Il avait écopé de 17 ans de réclusion criminelle en 2012 devant la cour d’assises des Vosges pour le viol de la fille mineure d’une des adhérentes de la secte qu’il dirigeait à La Bresse. Ce lundi soir, les jurés de la cour d’appel de Nancy se sont montrés plus cléments. Hervé Granier voit sa peine réduite à 15 années de réclusion criminelle. Une peine de 18 années avait été requise par l’avocat général.

Hervé Granier s’était fait passer au cours des années 2000 pour le messie auprès d’une dizaine de personnes, à qui il réclamait chaque mois plusieurs centaines d’euros, au sein d’un mouvement sectaire qu’il avait créé à La Bresse (Vosges).

En 2004, il avait expliqué à l’une de ses adhérentes qu’il souhaitait prendre sa fille, alors âgée de 14 ans, pour « femme divine ».

Jeudi, lors de l’ouverture des débats, il avait reconnu pour la première fois les viols et « demandé pardon pour le mal » qu’il avait fait à la victime.

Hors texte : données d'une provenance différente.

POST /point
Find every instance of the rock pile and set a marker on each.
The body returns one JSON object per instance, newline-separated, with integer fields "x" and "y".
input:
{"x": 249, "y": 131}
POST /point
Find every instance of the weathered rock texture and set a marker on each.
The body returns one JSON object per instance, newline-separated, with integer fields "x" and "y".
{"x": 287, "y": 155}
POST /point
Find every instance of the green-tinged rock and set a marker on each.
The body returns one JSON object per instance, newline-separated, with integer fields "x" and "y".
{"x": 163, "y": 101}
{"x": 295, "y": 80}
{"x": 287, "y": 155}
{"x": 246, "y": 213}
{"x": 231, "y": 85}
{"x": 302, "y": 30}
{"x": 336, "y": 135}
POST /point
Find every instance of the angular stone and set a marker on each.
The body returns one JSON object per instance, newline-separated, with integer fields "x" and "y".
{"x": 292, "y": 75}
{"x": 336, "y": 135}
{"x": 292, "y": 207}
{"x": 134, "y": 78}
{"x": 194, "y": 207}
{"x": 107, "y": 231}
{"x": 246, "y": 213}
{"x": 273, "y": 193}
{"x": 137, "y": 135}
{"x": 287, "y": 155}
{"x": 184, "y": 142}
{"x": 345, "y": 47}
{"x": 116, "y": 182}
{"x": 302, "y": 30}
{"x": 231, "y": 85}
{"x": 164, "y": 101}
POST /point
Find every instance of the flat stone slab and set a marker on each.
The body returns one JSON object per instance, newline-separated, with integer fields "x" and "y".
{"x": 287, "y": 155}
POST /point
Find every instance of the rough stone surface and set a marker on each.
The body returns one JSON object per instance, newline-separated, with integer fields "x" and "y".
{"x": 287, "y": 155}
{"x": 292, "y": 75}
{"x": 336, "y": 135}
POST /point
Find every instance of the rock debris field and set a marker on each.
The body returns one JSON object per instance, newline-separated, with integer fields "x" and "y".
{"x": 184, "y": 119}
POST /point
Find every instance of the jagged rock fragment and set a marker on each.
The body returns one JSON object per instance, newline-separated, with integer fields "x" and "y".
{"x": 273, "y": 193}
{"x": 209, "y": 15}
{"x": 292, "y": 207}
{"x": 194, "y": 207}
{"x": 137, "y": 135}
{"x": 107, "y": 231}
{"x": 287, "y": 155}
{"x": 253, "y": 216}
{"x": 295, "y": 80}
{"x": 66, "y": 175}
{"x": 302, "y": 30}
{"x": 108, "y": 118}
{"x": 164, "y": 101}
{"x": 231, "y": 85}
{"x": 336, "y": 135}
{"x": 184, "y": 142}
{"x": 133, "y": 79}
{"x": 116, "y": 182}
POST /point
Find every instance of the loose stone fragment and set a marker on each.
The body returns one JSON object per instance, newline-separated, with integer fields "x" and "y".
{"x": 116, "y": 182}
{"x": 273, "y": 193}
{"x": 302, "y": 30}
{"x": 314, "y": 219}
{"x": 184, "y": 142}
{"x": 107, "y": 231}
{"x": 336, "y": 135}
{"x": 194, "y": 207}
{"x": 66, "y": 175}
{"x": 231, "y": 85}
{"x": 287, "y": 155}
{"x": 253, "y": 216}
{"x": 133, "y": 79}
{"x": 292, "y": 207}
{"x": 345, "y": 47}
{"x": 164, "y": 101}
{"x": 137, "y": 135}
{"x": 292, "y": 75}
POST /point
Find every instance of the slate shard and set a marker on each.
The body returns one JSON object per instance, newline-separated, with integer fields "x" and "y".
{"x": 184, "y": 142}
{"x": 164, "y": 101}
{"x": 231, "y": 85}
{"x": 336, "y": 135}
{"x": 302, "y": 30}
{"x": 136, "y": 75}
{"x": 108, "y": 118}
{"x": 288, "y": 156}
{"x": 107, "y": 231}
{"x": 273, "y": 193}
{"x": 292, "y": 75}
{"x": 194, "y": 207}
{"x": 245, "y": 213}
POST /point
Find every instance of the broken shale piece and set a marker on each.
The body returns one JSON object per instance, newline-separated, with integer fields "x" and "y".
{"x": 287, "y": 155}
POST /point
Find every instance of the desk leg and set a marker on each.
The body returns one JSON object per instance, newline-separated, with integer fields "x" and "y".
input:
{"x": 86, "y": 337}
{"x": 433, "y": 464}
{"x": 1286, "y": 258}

« C’est un pardon sincère. J’ai brisé des personnes, j’ai brisé des gens. Aujourd’hui, je suis un homme brisé moi aussi. Je demande à réparer tout ça », avait dit l’ancien gourou.

Mais, pour l’accusation, le violeur présumé a « une capacité extraordinaire de laisser son interlocutrice dans un état de sujétion, de faiblesse; il ne peut pas voir l’autre autrement que l’objet de son désir ».

Qualifié de « potentat tyrannique » par l’avocat général, Hervé Granier « sait parfaitement qu’il fait le mal autour de lui » et « ne peut croire à son discours saugrenu, mystifiant, comme quoi il serait le fils de Dieu sur terre », a encore estimé Jacques Santarelli.

La mère de la victime avait été désignée par l’enquête comme celle qui avait « livré » sa fille au gourou et avait initialement été mise en examen pour complicité de viol.

Elle avait finalement bénéficié d’un non-lieu en fin d’instruction pour abolition du discernement, avant de se constituer partie civile.

L’instruction avait mis au jour l’existence d’une « dîme » mensuelle réclamée aux adeptes, grâce à laquelle le gourou avait perçu environ 300.000 euros, ce qui lui vaut d’être également poursuivi pour abus de faiblesse au sein d’un groupement sectaire.